Once someone gets seriously hurt, though, the film’s directors, Danny and Michael Philippou — twin Australian creatives who rose to fame as YouTube duo RackaRacka and here are making their joint feature-filmmaking debut — struggle to keep up the effectively weaponized tension of the film’s first act. In addition to trying to find a resolution in the wake of that injury, which expectedly proves to have scary spiritual aftershocks, Mia also becomes progressively mobbed with visions that come courtesy of the hand. Most of them involve her mother, or maybe not, teasing her with tastes of emotional closure she can’t help but want to make a full meal out of. The Philippous are studied when it comes to doling out suspenseful horror set pieces; the early ones, where the teens are turning dangerous handshakes into a sport, are very well done. The filmmakers also have a good feel for the lived-in dynamics of the characters: Jade and Mia’s friendship, made especially uneasy lately by Jade dating a naïve Christian boy with whom Mia used to herself be involved; the tough-with-a-side-of-humor love Mia can expect from Otto’s single-mother character, who is the type to warn one of her kids half-seriously that she’ll “punch him in the face” if he touches drugs at the party she’s certain he’s attending later under her nose.

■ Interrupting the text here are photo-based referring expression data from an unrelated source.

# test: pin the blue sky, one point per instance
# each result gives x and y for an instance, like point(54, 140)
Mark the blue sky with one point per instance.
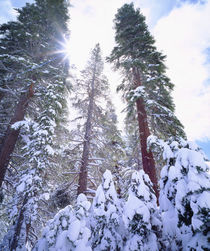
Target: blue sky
point(181, 29)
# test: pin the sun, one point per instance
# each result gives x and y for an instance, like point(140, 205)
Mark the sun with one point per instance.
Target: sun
point(64, 49)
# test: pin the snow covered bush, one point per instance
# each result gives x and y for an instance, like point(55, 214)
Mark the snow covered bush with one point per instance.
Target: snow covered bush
point(106, 217)
point(67, 230)
point(141, 215)
point(184, 195)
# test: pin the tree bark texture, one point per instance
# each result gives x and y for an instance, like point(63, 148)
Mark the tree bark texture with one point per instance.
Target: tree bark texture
point(144, 132)
point(82, 184)
point(11, 135)
point(19, 227)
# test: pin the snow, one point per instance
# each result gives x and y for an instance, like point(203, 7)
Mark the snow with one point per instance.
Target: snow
point(20, 188)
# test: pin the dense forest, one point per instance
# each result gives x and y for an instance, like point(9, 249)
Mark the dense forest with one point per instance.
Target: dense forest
point(69, 178)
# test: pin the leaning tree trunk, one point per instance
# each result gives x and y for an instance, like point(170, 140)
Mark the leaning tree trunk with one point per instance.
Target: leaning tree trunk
point(11, 135)
point(21, 227)
point(144, 133)
point(82, 184)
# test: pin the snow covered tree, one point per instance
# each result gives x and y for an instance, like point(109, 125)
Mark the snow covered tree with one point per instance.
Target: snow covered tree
point(67, 230)
point(28, 56)
point(184, 195)
point(145, 83)
point(105, 220)
point(141, 215)
point(96, 142)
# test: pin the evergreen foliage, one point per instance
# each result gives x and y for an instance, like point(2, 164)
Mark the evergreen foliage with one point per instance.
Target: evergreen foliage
point(184, 195)
point(141, 215)
point(28, 55)
point(106, 216)
point(135, 53)
point(67, 230)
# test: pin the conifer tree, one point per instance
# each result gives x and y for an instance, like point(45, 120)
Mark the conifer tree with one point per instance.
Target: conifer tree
point(184, 195)
point(145, 83)
point(29, 56)
point(96, 141)
point(105, 218)
point(67, 230)
point(141, 216)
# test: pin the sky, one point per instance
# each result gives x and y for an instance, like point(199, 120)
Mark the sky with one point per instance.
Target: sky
point(181, 30)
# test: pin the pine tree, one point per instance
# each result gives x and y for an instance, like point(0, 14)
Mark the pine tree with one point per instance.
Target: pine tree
point(28, 57)
point(96, 142)
point(141, 215)
point(145, 83)
point(105, 216)
point(67, 230)
point(184, 195)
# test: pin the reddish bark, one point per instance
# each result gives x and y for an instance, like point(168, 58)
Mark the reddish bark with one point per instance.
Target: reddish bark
point(147, 156)
point(19, 225)
point(11, 135)
point(82, 184)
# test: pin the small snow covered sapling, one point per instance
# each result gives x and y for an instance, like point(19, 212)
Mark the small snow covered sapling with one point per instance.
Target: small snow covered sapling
point(105, 216)
point(140, 214)
point(68, 230)
point(184, 195)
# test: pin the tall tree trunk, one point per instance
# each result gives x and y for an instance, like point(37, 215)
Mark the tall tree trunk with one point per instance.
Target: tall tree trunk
point(144, 133)
point(82, 184)
point(19, 227)
point(11, 135)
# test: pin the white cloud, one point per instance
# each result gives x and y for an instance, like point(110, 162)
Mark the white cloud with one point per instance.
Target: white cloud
point(184, 35)
point(7, 13)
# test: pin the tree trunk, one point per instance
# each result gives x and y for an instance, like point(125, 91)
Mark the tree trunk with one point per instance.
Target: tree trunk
point(82, 188)
point(19, 227)
point(11, 135)
point(147, 156)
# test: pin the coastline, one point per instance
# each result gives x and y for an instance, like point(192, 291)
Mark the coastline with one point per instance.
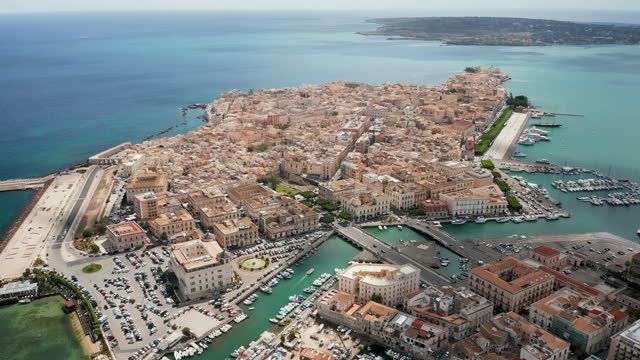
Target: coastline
point(8, 233)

But the Philippous flounder as they delve into Mia’s grief — into what is also obviously an extended allegory for drug use and the damages it can wreak in one’s periphery. Though it’s hard not to sympathize with Mia — something testifying to the excellence of what feels like a star-making turn from Wilde — the surface-level writing around her sorrow feels largely like a hackneyed deploying of the “trauma plot” on which the film’s distributor, A24, is sometimes criticized for being over-reliant with its horror offerings. And the film’s racial implications become increasingly stark in a way I probably too generously like to think the Philippous didn’t intend. Every character of color in the movie in some way causes trouble, while the white characters are relegated to wide-eyed innocents getting mixed up in said trouble.
The consistently good thing about Talk to Me is that it’s always the sort of horror movie over which you practically want to yell at the screen — something one generally is not moved to do unless the movie, in the moment, has some sort of grip. (I sometimes noticed that I was practically restraining myself from audibly groaning at the screening I attended.) The movie indeed maintains a firm grip as you watch it; it also loses it almost as soon as its chilling final image segues into the closing credits. Talk to Me is good at what it’s going for, not a lot else. Someone behind me as I left the theater exasperatedly told the person they came with that it was “deadass the best demonic-possession movie I’ve ever seen.” They can’t have seen many.